OBJECTIVES: The study of causal processes using a longitudinal design is often hampered by two methodological problems. First, the lagged effects of a predictor variable on an outcome variable tend to be weak after control for a previous measure of this outcome. One approach that is advocated when effects are weak is to increase the extremeness of the study groups; this step often increases the significance and sizes of effects. Second, causal links are often mediated through third variables, and thus relatively complex mediational analyses are needed to understand the causal processes underlying particular associations. The present paper shows whether and when these two approaches are useful in longitudinal research.

METHODS: The two approaches were evaluated using data from a three-wave study among 1251 newcomers from various Western countries (mean age 20.6 years, 59% female).

RESULTS: Although the significances and effect sizes indeed increased with increasing extremeness of the study groups, extreme-groups analysis in the context of a longitudinal design may grossly bias findings.

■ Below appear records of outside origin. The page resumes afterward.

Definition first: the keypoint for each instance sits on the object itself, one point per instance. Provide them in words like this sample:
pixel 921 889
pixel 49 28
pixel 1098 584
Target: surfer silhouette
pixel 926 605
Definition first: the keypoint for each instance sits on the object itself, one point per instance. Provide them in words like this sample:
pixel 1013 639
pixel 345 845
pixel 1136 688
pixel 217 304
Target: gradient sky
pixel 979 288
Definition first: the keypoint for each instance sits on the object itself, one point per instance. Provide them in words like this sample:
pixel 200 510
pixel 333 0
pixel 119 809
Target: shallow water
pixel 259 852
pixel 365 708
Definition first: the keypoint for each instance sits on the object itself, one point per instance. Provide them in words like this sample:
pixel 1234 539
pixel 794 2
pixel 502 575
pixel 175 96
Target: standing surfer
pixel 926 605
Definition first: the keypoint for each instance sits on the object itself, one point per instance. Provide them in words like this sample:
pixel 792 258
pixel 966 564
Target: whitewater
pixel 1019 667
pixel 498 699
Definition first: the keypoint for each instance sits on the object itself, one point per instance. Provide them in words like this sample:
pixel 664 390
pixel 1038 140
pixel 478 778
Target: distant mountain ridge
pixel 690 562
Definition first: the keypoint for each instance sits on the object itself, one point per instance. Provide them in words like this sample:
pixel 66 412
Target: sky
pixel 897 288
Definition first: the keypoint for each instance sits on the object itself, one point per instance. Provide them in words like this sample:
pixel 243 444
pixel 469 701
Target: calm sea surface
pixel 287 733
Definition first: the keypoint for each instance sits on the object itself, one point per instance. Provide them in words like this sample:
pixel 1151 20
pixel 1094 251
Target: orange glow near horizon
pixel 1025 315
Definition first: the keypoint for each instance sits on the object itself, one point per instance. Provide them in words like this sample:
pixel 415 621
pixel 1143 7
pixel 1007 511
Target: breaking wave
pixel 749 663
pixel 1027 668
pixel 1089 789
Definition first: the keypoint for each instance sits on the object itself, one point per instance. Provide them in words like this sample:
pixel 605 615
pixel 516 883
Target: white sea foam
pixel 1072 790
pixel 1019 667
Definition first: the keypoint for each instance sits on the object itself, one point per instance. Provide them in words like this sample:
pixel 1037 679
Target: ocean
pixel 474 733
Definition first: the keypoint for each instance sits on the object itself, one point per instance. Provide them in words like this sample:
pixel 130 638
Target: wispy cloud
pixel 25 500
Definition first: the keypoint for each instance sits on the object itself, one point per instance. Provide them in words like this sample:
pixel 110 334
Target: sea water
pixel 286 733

Cross-sectional applications of mediation analysis cannot provide evidence for any mediational model. Longitudinal models are better suited for examining mediation.

CONCLUSIONS: Rather than using extreme-groups analysis to obtain significant effects across time, researchers should maximize the amount of change in their data by focusing on groups for which change can be expected. Especially multiphase longitudinal data sets offer good opportunities for analyzing mediation models.